Traduit par Karine Chesneau
Picquier Poche
ISBN-13: 978-2877304757

Quatrième de couverture :
Dans ce roman du désordre amoureux, Yôko, la narratrice, a dix-neuf ans, et ses relations passionnées avec les femmes ressemblent aux mangas qu’elle dessine dans des revues underground. Le coeur y est à vif et les corps s’y ouvrent avec douceur, excès et cruauté. Le récit découpe trois moments dans la vie de Yôko, trois expériences érotiques et amoureuses troublantes où l’autre la révèle à elle-même.

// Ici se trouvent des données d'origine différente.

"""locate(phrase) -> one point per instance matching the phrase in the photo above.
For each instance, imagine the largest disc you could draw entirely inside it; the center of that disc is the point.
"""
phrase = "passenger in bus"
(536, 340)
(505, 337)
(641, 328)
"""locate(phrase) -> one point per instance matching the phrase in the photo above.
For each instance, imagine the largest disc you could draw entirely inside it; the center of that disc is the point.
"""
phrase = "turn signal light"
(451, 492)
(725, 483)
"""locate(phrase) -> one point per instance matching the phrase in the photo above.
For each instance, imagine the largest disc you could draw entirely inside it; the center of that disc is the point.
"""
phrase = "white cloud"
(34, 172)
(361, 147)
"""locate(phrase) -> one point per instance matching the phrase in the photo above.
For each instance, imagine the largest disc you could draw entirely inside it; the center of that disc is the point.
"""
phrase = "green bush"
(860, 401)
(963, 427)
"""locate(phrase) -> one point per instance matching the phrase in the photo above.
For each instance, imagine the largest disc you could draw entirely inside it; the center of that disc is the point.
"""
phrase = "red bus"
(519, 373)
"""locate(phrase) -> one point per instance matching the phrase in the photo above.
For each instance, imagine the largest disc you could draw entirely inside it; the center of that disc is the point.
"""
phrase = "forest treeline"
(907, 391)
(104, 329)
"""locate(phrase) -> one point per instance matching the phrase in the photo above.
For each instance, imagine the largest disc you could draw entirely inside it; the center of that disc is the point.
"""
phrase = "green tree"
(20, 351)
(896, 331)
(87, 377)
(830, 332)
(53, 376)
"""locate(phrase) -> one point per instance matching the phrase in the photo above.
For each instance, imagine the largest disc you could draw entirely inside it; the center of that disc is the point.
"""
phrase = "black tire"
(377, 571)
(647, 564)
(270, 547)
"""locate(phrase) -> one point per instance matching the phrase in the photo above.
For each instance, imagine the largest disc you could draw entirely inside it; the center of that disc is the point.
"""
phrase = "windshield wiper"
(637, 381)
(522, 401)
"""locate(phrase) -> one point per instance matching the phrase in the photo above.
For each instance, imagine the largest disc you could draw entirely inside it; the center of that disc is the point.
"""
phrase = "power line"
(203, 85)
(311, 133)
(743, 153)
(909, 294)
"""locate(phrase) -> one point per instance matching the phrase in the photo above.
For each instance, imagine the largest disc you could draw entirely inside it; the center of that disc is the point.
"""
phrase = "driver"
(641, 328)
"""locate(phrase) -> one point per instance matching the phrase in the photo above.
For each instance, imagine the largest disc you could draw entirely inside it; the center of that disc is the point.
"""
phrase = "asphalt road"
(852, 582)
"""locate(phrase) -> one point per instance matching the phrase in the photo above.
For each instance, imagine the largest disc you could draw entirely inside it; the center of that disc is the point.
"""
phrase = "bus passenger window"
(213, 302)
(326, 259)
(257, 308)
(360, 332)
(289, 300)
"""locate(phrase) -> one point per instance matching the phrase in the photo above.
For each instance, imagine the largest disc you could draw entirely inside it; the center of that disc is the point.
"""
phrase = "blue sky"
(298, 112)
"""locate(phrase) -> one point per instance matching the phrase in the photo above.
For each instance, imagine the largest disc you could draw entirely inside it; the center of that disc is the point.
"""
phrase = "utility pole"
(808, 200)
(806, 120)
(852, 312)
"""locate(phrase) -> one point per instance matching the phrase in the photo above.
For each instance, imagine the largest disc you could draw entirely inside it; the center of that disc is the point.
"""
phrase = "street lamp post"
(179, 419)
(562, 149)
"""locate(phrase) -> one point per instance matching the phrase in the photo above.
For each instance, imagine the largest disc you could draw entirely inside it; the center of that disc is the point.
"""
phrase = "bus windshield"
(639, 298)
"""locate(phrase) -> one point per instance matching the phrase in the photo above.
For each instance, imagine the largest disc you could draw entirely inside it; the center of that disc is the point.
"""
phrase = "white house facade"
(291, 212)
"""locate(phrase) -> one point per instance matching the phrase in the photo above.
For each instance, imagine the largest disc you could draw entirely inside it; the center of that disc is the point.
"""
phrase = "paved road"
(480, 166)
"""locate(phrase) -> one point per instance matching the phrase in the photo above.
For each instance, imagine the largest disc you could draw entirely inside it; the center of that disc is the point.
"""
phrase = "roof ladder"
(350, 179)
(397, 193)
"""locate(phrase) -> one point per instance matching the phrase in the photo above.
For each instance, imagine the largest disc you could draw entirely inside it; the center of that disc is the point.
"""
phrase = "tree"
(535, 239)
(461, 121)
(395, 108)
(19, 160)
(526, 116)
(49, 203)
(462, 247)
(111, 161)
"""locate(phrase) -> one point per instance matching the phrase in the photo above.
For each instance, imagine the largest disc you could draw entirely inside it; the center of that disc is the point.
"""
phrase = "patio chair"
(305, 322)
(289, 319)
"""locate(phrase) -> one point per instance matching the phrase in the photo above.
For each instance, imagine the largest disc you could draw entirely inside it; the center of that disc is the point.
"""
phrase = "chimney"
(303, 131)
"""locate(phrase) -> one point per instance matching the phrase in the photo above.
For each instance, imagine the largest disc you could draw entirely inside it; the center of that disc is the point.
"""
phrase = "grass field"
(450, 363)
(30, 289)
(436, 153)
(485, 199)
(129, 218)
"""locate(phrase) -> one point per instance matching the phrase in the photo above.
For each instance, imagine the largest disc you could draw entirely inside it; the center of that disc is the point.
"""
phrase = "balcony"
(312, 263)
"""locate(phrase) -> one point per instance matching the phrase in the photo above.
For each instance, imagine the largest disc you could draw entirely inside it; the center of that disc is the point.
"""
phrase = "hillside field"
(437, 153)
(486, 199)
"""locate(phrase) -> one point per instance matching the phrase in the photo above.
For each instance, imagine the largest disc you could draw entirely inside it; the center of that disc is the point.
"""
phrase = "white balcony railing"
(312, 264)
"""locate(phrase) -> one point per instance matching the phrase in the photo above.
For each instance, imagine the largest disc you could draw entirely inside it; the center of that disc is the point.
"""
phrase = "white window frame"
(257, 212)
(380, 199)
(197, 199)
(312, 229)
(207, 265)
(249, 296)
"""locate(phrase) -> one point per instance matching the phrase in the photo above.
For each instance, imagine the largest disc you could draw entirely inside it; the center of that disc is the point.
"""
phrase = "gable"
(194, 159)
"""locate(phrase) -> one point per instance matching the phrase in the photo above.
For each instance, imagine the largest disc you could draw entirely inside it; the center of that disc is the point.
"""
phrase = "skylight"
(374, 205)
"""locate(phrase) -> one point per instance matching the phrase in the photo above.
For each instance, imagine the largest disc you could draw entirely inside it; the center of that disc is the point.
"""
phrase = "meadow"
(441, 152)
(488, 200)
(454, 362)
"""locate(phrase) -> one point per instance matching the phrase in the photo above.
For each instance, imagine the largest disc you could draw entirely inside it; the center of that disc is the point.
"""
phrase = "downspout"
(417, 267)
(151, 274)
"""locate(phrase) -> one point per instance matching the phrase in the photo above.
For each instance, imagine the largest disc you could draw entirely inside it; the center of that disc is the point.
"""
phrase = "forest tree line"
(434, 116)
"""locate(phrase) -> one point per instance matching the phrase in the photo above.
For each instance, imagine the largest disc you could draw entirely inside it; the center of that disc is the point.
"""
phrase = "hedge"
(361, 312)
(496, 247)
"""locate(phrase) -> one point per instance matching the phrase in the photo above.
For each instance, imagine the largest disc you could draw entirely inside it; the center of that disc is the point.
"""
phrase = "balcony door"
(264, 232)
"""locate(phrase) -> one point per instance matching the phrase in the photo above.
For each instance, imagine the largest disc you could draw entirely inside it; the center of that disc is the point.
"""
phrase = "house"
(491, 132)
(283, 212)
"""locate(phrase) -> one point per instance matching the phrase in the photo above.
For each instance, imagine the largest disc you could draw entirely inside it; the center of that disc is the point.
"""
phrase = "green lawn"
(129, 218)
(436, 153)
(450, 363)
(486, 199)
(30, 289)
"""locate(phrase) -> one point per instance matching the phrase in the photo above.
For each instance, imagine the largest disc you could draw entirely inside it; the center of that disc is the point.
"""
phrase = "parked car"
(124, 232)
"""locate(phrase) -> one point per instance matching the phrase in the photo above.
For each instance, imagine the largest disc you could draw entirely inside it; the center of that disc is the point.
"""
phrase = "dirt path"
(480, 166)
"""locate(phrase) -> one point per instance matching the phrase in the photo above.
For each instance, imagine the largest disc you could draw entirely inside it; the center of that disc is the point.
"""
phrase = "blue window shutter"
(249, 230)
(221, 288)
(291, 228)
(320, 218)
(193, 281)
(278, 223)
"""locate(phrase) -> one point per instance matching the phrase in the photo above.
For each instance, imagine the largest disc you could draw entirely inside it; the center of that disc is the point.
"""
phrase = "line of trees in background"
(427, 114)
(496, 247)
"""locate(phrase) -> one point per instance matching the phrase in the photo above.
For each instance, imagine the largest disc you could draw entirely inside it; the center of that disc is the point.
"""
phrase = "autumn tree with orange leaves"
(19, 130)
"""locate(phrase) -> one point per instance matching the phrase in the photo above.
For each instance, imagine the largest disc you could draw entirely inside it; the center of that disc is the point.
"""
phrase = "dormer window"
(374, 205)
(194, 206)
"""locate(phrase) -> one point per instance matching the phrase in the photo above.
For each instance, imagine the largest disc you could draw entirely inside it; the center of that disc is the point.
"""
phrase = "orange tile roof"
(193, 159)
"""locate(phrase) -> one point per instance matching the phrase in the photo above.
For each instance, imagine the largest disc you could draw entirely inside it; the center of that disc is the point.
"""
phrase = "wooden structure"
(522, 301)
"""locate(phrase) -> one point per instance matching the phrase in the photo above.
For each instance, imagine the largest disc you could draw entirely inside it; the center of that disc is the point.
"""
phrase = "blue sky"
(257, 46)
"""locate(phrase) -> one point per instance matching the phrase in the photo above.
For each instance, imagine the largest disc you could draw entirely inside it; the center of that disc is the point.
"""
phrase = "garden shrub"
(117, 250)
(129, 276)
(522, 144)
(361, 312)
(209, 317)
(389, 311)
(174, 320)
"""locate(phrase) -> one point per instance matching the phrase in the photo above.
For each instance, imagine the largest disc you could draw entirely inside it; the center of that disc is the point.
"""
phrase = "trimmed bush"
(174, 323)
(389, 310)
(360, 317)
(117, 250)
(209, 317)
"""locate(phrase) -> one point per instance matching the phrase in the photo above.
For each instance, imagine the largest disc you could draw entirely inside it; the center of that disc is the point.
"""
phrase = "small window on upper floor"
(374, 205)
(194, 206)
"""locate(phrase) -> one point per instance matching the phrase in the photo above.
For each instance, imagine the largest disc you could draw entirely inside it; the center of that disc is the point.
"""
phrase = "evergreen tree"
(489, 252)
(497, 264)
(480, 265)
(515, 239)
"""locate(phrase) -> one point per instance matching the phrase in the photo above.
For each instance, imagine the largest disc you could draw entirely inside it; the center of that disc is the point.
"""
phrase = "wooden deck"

Matsuura, dans un style minutieux et cru, décrit des femmes qui s’observent, se désirent, luttent entre elles, convergent vers une union et une identité ardemment recherchées.

Mon avis :
Un livre étrange au récit curieusement désincarné. D’un côté les descriptions crues des jeux amoureux, de l’autre l’état d’esprit et les sentiments de la narratrice, Yôko, un rien masochiste. Les deux semblent totalement séparés et ne se rejoignent jamais, se contentant de se croiser, de se suivre, de se frôler.
Le livre est découpé en trois grands tableaux, trois grands fragments de vie qui correspondent chacun à une histoire d’amour. Yukiko, hôtesse l’air, Hanayo qui est dessinatrice de manga, et Yuriko. Assez curieux et déroutant à lire, la tension et la violence des scènes sexuelles ne fait qu’augmenter le côté désemparé de Yôko, et le sentiment de vacuité que l’on ressent devant ce luxe de détails salaces. Je ne saurais pas dire si j’ai aimé ou pas, il ressort simplement de cette lecture un sentiment de tristesse et de vérité devant toutes ces questions, ces difficultés. Plus qu’un roman érotique, j’aurai tendance à dire que c’est un roman qui sert de l’érotisme pour mieux montrer l’absurdité de nos existences, de notre époque.